Even before the collapse of Lehman Brothers helped usher in the global recession, a growing chorus of analysts was concerned about structural problems in the auto supply base that included high costs, debt levels and overcapacity.
Not every company saw a crisis coming, and none expected such a rapid and steep decline in sales, which is why dozens haven’t survived. But a few, including TI Automotive, faced up to their issues and began restructuring well before the collapse. As a result, TI Automotive is exceptionally well positioned as global auto sales start to recover.
William Kozyra, who became chairman, president and CEO on June 1, 2008, has led the re-invention of TI Automotive. In this exclusive interview with AutoBeat Daily, he describes the company’s strategy.
What was TI Automotive’s condition when you arrived?
BK: At a high level, I found a vertically integrated, global provider of fluid storage, fluid delivery and fluid carrying systems with sales of about $2.5 billion and good relationships with many of the world’s major automakers.
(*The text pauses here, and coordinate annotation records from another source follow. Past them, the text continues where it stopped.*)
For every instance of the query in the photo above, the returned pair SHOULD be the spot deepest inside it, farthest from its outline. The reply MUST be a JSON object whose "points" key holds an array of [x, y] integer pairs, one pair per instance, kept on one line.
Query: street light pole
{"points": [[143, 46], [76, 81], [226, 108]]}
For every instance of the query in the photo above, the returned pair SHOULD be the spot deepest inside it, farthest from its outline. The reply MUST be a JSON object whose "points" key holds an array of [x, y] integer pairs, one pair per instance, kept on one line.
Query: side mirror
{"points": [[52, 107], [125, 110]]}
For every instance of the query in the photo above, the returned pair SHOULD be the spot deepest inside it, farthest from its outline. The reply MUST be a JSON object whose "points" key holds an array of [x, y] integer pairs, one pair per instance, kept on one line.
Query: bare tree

The company had good technology and was well positioned to help automakers improve fuel economy and reduce greenhouse gas emissions. But it was highly leveraged with significant debt and high capital expenditures. Even in good times, the owners and I recognized this was not a robust platform. As the global automotive market started to weaken, it was apparent that we would need to change.
What did you do?
BK: First, we addressed the immediate needs of our North American business, which meant aggressive cost cutting. We reduced salaried jobs, implemented a temporary pay reduction in the U.S. and Canada, reduced other fixed costs and cut capital spending.
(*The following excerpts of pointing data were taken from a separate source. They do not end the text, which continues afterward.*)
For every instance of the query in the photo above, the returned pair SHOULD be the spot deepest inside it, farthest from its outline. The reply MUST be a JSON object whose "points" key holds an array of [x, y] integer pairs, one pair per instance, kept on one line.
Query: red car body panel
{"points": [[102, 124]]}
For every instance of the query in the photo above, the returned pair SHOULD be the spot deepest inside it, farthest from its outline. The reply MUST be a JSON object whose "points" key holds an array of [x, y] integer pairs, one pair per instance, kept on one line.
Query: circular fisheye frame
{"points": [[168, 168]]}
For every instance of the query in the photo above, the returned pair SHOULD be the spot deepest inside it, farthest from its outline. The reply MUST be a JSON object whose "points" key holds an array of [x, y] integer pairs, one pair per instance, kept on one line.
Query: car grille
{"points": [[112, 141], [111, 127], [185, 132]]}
As we grew more concerned that the decline would spread to other parts of the world, our global senior management team developed a strategy to cut costs across all regions, and it started with our senior global management team taking temporary pay reductions.
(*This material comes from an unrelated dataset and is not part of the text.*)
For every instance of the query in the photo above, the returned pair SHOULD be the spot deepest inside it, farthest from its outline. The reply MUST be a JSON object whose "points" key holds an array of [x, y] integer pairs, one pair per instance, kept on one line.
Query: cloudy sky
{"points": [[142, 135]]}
What did the employees think?
BK: From the very beginning, we stepped up our communications to help explain the reasons behind our initiatives, and we were very candid regarding specific details about the state of the company. I think it helped build confidence in our plan, and our employees continue to be very supportive.
In fact, after top management took a voluntary pay reduction, several employees down the chain took voluntary pay reductions of their own in support of the company.
I also received very positive feedback on the fact that we were working together across the two business streams we had at the time, which is something that rarely happened in the past. This solidified my view that we needed to start operating as “One TI.”
What did you do about the organizational structure?
BK: With the structure we had in place, we weren’t efficiently leveraging our technology and scale and delivering the resulting value to customers. That led us to create five global divisions that are backed by senior executive customer champions and key account managers whose job is to drive our internal processes to deliver exceptional quality and service to our customers. Other changes included establishing a cross-divisional advanced technology group. With this structure, each division is sharply focused but still part of a unified TI Automotive culture.
Where are you in the process of reinventing TI?
BK: One of the final steps is the formal approval of our balance sheet restructuring, which we negotiated using a process called a “scheme of arrangement.” This is a process that U.K.-registered limited companies like ours can use to restructure their balance sheets. In our case, our lenders agreed to reduce 90% of our debt in exchange for equity, which will give us a much stronger, more stable balance sheet and position us for profitable growth. Beyond making our balance sheet stronger, it doesn’t directly impact our customers, employees or suppliers.
What happens next?
BK: We filed the plan on Nov. 10, and we expect to have U.K. court approval by year-end. That means we will enter 2010 with an exceptionally healthy balance sheet, a sharper focus on technology and a strong emphasis on customer service. I’m very confident it will be a good year for TI Automotive.